Its first wave of findings, released in 2025, delivered a striking rebuke to the assumptions of secular modernity. Many middle-income developing countries were doing better in terms of meaning, purpose, and relationships than the richer developed world, directly challenging the idea that wealth and technological progress are the primary drivers of human wellbeing.

The study’s most consequential findings concern the institutions that traditional community life has always centered on. Attendance at religious services is associated with greater flourishing, and in most countries the positive relationship between flourishing and religious service attendance is stronger than between flourishing and participation in civil society activities, with effects strongest in the most secular Western nations.

The data on family is equally clear: good childhood relationships with mother and father were positively associated with adult flourishing, while having parents who were never married, divorced, or deceased, compared with having parents who were married, was associated with lower adult flourishing.

In short, for human flourishing, meaning, purpose, community, relationships, and religion count more than wealth and success — which comports with most wisdom and religious teaching.

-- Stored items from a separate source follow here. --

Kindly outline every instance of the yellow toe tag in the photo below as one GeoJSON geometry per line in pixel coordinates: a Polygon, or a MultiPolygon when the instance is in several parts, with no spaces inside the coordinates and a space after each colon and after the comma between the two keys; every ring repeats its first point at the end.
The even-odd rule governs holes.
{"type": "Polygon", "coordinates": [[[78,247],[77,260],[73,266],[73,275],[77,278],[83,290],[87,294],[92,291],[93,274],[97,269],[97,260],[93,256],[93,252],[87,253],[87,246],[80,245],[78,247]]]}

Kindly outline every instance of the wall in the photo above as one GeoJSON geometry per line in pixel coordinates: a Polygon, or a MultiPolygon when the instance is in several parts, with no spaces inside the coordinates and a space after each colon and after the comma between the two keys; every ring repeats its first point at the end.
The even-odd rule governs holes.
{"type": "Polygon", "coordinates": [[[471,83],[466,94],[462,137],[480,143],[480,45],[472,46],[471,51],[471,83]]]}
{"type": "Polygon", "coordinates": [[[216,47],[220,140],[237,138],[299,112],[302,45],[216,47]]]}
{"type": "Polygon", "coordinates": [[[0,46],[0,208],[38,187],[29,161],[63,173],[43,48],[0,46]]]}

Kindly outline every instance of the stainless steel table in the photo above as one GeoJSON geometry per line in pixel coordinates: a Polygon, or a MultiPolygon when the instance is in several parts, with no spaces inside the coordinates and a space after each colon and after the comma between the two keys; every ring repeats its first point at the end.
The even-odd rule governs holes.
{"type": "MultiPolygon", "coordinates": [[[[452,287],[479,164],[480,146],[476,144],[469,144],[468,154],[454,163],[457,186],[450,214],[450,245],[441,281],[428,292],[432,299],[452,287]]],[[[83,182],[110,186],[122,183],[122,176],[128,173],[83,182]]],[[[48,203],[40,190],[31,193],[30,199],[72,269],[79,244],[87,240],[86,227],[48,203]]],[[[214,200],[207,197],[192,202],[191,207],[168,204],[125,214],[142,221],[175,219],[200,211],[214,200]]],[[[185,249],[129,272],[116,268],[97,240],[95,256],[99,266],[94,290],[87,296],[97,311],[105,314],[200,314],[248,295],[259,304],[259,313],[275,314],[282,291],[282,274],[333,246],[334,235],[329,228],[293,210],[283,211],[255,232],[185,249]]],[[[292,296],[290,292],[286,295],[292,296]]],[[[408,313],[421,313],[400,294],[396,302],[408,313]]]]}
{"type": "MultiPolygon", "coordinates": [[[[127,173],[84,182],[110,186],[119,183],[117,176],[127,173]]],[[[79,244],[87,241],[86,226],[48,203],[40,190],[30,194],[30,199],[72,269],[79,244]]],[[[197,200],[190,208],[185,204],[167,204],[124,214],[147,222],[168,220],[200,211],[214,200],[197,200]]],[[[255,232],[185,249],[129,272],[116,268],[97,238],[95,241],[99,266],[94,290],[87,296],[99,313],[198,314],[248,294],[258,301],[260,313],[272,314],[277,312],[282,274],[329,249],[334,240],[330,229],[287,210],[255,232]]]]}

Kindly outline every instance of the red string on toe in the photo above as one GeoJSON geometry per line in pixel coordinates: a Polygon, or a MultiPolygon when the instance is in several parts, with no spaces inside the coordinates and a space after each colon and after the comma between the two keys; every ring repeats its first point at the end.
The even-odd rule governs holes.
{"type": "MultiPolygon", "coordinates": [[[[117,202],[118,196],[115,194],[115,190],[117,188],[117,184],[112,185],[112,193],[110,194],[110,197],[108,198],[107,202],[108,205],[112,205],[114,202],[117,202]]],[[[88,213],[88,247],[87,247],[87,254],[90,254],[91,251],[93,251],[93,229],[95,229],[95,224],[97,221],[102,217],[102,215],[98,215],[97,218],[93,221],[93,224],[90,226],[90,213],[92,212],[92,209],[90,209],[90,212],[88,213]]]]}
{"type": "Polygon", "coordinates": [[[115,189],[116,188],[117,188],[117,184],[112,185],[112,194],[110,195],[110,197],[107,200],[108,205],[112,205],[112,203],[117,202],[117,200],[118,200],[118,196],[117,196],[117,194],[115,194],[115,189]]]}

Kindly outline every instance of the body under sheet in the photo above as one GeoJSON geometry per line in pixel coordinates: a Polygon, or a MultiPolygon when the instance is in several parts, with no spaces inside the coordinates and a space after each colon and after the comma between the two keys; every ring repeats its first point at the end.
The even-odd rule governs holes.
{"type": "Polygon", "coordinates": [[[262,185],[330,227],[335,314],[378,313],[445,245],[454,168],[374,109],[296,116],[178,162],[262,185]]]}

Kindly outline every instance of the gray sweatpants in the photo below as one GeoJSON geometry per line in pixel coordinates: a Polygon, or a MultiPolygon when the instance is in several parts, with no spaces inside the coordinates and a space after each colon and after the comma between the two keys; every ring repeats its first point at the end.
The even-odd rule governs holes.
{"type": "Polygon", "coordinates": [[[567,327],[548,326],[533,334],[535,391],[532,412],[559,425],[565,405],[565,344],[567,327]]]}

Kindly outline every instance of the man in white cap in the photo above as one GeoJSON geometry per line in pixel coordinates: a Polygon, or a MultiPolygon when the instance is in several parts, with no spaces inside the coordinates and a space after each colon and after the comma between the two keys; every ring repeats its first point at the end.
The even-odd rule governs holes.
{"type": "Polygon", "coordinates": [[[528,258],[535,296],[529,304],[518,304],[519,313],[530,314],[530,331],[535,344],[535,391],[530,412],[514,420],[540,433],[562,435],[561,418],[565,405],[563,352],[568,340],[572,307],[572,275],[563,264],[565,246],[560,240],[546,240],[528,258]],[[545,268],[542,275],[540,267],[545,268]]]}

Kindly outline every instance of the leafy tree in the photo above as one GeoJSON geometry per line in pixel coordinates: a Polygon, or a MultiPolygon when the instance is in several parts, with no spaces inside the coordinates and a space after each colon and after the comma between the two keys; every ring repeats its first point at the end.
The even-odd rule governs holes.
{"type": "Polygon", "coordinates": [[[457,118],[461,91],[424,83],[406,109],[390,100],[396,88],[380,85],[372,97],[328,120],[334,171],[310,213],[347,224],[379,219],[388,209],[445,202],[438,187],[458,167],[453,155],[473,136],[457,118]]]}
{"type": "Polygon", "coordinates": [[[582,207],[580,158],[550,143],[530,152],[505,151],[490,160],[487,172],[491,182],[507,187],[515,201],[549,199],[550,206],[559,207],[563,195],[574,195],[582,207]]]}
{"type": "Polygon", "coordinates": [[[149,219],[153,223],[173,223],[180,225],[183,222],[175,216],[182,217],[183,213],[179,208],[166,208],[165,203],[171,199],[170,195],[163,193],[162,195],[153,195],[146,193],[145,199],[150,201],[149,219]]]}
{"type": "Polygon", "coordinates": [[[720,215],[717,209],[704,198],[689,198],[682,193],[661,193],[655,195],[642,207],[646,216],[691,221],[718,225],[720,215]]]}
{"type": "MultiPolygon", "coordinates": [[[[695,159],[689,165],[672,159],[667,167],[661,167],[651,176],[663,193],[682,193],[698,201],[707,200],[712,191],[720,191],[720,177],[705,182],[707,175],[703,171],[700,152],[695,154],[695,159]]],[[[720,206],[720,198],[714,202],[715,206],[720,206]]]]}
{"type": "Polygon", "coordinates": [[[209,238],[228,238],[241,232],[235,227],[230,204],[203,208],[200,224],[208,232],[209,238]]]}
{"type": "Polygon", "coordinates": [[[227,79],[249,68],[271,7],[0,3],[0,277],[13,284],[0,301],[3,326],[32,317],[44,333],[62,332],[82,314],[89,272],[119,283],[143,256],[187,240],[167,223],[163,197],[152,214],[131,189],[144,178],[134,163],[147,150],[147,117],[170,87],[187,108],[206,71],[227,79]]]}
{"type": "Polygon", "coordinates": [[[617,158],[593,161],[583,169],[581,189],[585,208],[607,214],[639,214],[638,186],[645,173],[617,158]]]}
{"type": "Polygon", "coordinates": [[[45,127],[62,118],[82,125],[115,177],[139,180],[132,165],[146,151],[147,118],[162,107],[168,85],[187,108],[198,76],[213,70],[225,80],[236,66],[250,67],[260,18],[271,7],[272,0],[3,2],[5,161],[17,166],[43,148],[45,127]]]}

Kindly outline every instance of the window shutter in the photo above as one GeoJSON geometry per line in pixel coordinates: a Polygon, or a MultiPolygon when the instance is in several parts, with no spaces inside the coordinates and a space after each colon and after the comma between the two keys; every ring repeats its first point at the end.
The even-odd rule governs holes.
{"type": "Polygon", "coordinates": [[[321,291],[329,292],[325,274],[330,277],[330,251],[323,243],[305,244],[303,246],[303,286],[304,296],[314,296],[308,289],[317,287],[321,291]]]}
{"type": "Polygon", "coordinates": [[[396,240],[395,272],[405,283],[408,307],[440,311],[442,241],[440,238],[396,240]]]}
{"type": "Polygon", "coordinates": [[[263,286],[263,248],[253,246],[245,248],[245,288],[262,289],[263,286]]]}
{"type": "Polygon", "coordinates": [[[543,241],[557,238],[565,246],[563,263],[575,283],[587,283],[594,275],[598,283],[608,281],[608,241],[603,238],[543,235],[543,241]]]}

Read together, Brooks’ cultural diagnosis in History Running Backwards and the Global Flourishing Study’s empirical findings tell the same story from different directions, one through history and philosophy, the other through rigorous longitudinal data. Both converge on a single conclusion: the things modernity has most aggressively dismantled — faith, intact families, thick communities, and shared moral purpose — are precisely what human beings need most in order to thrive.

The spiritual void Brooks describes is not a rhetorical device. It is a measurable phenomenon with measurable consequences, and the data points clearly toward its remedy.